Freecorder, which records to MP3 files. It's from Applian Technologies, whose blurb says: "Freecorder does exactly as it sounds -- it is an easy-to-use FREE software program that lets you record sounds on your PC. The benefits: Records what you hear from your speakers. Saves recordings as MP3 files. Easy to use. BONUS: Record Skype™ Phone Calls."
There's a more advanced full version of this sound recorder, but you can download the basic version (which they make available as a "demo") for free.
It's very easy to use, as they claim. Click the Record button to start recording; if necessary start playing whatever it is you want to record (remember it just records what's being played via your PC speakers); click Stop when it's over or you want to stop recording; and name and save the resulting MP3 file (if it's set to prompt you for the filename after recording), and that's it. Though it's dead easy to use they also provide a helpful screencast (though some of the features mentioned are disabled in the free version), plus user guide including step by step instructions/tutorial, and decent support pages generally.

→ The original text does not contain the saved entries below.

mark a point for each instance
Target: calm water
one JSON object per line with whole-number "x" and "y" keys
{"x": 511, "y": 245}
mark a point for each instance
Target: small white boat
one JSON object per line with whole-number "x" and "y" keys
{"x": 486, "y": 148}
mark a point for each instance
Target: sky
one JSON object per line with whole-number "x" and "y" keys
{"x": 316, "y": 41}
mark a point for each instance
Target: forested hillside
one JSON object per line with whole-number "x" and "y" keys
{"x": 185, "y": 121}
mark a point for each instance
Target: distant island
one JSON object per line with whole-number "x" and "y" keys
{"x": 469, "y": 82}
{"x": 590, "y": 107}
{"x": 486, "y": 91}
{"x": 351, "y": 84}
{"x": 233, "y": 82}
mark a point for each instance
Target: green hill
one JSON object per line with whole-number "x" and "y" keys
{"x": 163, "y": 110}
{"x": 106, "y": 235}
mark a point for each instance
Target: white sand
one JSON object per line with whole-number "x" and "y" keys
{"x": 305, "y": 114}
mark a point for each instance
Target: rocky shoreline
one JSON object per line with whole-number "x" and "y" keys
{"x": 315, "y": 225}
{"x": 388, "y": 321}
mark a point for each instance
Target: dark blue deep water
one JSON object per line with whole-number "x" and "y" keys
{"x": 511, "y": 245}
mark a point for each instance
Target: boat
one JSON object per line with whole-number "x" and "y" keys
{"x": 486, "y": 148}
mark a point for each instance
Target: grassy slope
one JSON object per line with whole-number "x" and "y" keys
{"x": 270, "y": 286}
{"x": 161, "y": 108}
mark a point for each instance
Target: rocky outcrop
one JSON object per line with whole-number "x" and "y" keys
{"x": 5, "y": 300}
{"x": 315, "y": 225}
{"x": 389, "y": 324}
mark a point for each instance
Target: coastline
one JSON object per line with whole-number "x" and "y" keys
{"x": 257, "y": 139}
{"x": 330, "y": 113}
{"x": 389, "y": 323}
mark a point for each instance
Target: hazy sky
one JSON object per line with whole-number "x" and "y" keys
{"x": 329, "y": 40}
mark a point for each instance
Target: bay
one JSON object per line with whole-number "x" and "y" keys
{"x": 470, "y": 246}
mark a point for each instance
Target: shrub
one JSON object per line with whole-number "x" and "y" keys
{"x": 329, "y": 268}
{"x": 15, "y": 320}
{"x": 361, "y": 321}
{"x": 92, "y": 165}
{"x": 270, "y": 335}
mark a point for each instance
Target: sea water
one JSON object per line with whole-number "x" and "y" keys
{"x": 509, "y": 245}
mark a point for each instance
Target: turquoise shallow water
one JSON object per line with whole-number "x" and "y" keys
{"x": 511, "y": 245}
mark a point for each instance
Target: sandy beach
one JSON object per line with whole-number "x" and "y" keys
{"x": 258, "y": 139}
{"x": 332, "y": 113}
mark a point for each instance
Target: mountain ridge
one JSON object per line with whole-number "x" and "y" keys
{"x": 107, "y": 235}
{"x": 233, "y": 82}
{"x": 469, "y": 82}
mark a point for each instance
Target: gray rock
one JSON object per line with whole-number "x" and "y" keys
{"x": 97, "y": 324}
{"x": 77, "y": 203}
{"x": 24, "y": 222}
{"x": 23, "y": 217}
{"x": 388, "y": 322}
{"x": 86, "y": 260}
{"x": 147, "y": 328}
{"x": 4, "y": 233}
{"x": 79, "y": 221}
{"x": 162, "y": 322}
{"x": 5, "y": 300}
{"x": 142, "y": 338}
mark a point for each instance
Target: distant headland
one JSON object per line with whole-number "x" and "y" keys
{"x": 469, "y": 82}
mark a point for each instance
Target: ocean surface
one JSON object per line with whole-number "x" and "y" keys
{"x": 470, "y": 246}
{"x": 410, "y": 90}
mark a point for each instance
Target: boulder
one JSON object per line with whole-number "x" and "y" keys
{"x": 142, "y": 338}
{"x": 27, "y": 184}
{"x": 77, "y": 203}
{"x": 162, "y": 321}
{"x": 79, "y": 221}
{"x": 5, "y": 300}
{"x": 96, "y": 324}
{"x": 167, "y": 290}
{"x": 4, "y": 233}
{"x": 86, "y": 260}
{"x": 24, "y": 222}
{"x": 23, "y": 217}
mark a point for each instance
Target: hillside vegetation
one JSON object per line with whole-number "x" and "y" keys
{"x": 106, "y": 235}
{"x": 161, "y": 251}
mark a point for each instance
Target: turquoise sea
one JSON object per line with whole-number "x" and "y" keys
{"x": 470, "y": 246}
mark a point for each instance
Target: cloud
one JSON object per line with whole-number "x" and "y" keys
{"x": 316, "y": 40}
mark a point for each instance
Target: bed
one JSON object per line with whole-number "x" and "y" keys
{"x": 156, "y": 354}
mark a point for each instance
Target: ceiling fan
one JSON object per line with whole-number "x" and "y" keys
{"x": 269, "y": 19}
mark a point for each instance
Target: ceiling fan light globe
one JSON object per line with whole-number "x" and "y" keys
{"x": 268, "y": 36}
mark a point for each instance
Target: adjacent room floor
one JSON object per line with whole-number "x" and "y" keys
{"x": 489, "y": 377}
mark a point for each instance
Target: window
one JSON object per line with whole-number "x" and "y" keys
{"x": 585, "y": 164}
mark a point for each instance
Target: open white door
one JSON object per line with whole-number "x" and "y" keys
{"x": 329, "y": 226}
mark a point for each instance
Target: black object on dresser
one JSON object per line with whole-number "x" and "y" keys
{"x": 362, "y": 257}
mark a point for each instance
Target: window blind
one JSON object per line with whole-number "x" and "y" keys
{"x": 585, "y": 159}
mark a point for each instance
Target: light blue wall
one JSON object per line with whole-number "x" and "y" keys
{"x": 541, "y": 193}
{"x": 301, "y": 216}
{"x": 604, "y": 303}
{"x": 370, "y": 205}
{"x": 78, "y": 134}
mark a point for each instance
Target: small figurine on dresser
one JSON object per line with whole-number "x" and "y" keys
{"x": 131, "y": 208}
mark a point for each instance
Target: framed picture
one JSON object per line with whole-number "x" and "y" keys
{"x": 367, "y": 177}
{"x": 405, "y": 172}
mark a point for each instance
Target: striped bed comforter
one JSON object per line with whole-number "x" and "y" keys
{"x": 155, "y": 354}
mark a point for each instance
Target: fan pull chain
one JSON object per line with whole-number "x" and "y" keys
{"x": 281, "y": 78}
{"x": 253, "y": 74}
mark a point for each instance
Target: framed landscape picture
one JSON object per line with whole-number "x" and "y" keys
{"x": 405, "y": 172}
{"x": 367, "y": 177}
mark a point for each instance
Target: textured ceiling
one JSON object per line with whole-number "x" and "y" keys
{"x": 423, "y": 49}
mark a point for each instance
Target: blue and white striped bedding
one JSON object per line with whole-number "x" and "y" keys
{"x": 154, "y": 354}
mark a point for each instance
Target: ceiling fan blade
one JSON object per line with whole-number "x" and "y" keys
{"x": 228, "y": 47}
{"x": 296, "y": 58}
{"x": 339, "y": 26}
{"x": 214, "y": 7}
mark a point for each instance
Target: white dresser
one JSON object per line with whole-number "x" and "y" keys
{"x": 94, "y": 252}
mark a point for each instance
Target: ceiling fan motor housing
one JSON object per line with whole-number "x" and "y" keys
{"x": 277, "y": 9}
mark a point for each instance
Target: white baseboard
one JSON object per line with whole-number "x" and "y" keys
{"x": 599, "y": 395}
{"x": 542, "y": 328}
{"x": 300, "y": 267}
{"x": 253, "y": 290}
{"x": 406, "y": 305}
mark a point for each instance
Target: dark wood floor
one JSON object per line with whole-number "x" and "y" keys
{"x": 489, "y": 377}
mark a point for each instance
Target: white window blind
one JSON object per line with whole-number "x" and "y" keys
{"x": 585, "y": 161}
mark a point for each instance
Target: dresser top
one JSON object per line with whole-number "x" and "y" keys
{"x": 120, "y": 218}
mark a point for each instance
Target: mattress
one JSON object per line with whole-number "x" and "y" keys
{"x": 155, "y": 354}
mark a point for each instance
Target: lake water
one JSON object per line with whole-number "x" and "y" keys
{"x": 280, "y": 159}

The main thing to watch is the settings, see below - it takes you through the settings when you first launch it, and you need to choose the correct sound card from the dropdown (for some reason mine defaulted to something peculiar so it recorded nothing until I cottoned on and changed it). I also chose to Prompt for File Name After Recording as I thought that was more convenient. Haven't tried recording Skype VOIP calls over the Net yet, but I would be surprised if it didn't work.

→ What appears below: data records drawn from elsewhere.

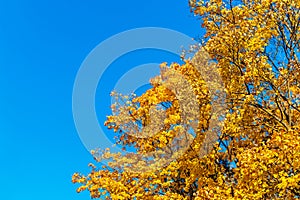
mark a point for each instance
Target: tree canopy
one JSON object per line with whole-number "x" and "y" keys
{"x": 255, "y": 151}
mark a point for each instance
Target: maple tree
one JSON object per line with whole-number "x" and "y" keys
{"x": 256, "y": 152}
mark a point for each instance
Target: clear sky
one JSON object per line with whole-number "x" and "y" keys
{"x": 42, "y": 45}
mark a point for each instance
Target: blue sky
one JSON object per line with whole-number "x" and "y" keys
{"x": 43, "y": 44}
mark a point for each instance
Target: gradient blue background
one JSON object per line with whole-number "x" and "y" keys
{"x": 42, "y": 45}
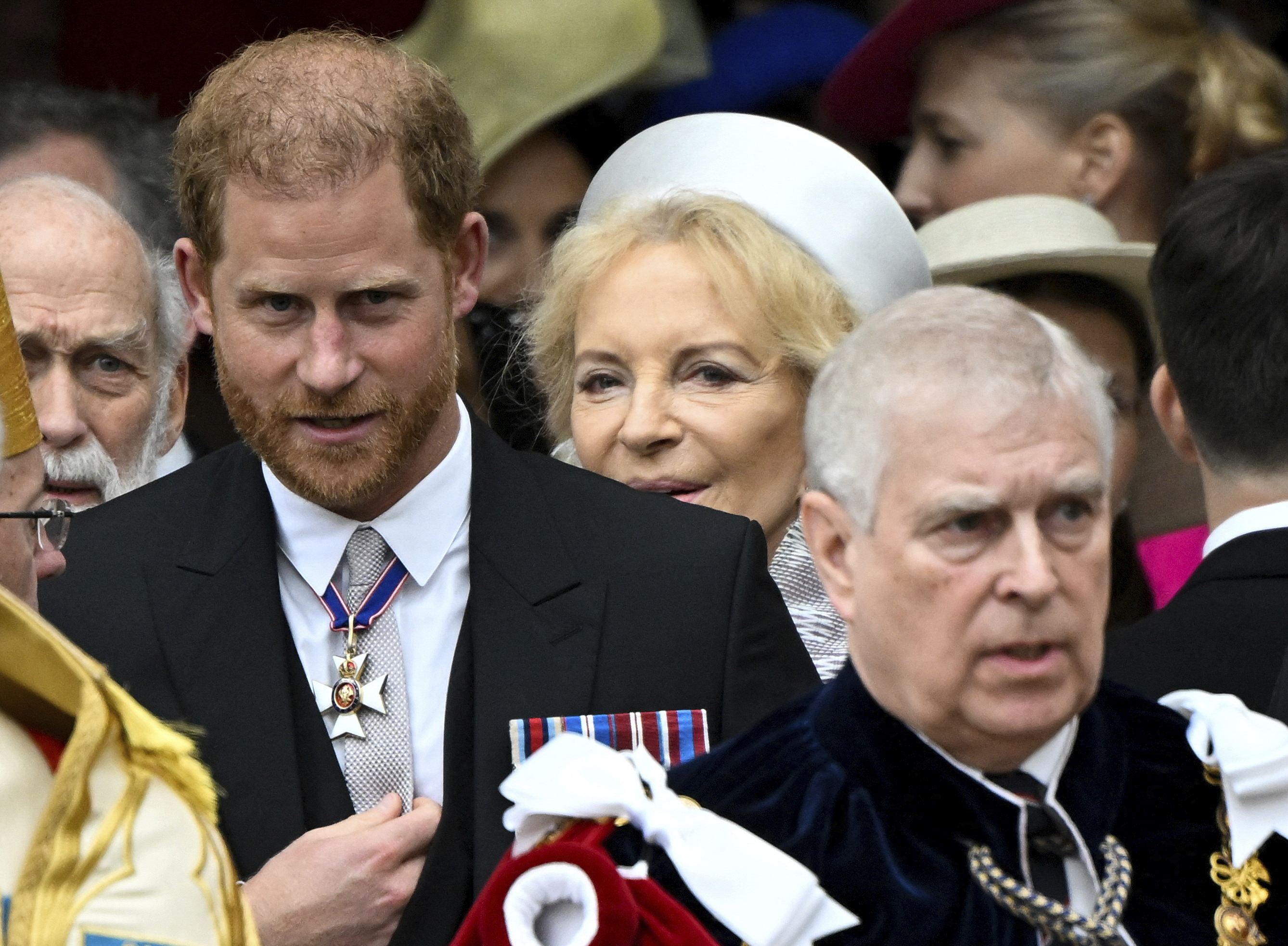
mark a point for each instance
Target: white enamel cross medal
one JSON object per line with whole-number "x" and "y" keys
{"x": 349, "y": 694}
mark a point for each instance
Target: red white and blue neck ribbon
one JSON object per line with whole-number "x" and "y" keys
{"x": 376, "y": 601}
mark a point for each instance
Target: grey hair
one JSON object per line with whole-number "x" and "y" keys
{"x": 960, "y": 338}
{"x": 172, "y": 319}
{"x": 170, "y": 316}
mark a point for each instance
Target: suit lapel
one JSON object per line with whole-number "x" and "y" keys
{"x": 536, "y": 626}
{"x": 236, "y": 672}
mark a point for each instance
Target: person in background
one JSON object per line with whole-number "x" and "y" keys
{"x": 1220, "y": 279}
{"x": 1064, "y": 260}
{"x": 102, "y": 801}
{"x": 968, "y": 779}
{"x": 113, "y": 143}
{"x": 527, "y": 77}
{"x": 105, "y": 334}
{"x": 411, "y": 601}
{"x": 1116, "y": 103}
{"x": 772, "y": 62}
{"x": 717, "y": 262}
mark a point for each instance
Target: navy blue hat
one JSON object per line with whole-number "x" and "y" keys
{"x": 758, "y": 60}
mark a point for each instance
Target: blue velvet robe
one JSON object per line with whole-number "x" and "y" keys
{"x": 885, "y": 820}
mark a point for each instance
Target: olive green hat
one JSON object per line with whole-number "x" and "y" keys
{"x": 517, "y": 65}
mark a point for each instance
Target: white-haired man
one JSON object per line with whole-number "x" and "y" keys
{"x": 102, "y": 800}
{"x": 103, "y": 330}
{"x": 965, "y": 779}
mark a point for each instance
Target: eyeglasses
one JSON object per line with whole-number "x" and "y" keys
{"x": 51, "y": 523}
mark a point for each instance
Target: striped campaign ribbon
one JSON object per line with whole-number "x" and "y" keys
{"x": 673, "y": 737}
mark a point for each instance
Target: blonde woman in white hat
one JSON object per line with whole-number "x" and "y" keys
{"x": 717, "y": 262}
{"x": 1066, "y": 260}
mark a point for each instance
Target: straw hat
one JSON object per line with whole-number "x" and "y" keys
{"x": 517, "y": 65}
{"x": 1033, "y": 233}
{"x": 21, "y": 430}
{"x": 809, "y": 188}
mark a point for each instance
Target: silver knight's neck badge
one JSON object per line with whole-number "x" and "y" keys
{"x": 349, "y": 694}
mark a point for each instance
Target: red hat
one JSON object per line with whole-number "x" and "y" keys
{"x": 870, "y": 94}
{"x": 599, "y": 905}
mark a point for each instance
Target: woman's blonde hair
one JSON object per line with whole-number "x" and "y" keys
{"x": 1197, "y": 96}
{"x": 746, "y": 258}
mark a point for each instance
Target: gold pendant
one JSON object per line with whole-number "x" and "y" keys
{"x": 349, "y": 694}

There are limitations to the freeware version, which shows ads. You can only record at 64 kbps not 128 kbps, i.e. the recordings are of lower quality. You can't pause a recording, you have to let it run (though you could edit it later with the free Audacity). You can't tick "Eliminate silence" to get rid of silences from your recordings, and it records for only 30 minutes at a time generally (or 2 mins for Skype or other VOIP calls, according to their site). You can't get it to automatically name files with a time stamp or add title tags to MP3s either (though again you can add tags to the MP3s later with other software). You can of course have all that and other features if you upgrade for US$19.95 which, if you do a lot of recording of Net radio shows and the like, is I think well worth it for what you'd get.
If you wonder what the "Advanced Recording Options" in the Settings are (Record internet radio shows, streaming music, streaming video) though, so do I. Clicking those just opens a blank browser window, for me. I suspect from the Freecorder user guide that they're just to ads for other programs by Applian designed to record internet radio, etc. You can of course record short lengths of streaming music using Freecorder Basic anyway.

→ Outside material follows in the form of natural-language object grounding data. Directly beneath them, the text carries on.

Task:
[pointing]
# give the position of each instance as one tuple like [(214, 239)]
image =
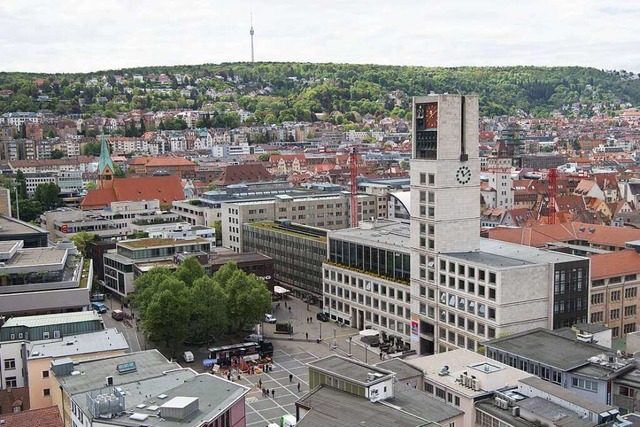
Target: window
[(597, 298), (584, 384), (630, 310)]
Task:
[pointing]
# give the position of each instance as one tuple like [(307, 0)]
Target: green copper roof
[(105, 159)]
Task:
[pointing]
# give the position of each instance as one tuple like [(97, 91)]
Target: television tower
[(251, 32)]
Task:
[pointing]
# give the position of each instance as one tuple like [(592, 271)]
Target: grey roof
[(215, 396), (503, 255), (349, 369), (149, 364), (566, 395), (332, 407), (385, 234), (52, 319), (560, 416), (423, 405), (82, 344), (401, 368), (548, 348)]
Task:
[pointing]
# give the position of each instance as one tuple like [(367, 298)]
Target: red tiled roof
[(43, 417), (540, 235), (614, 264), (166, 189)]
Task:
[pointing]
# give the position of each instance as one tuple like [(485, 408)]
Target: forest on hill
[(277, 92)]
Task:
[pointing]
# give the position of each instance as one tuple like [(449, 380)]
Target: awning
[(280, 290)]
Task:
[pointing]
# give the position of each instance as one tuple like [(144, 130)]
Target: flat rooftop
[(155, 243), (349, 369), (80, 344), (534, 345), (52, 319), (336, 408), (215, 395), (149, 364), (390, 234), (461, 360), (37, 257), (499, 255)]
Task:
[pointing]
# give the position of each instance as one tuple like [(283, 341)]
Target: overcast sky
[(92, 35)]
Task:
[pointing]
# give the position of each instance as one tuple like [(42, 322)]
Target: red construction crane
[(552, 191), (353, 160)]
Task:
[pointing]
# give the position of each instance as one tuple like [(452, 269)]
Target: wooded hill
[(277, 92)]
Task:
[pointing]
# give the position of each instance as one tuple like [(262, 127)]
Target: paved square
[(261, 409)]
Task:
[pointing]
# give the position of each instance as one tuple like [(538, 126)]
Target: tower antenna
[(251, 32)]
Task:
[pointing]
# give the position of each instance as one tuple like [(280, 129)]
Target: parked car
[(323, 317), (99, 307), (253, 338)]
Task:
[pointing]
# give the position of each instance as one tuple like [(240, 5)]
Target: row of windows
[(367, 285), (375, 303)]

Yes, there's other free software (like the open source Audacity) which will record streaming music, or whatever music or audio is being played on your speaker, too. But this is a nice, simple single-function program, and I do like the elegance of single purpose tools that do whatever it is they do easily and well, especially when they're well-explained, well-supported and free (like the free audio file converter NHC Switch which I reviewed a while back).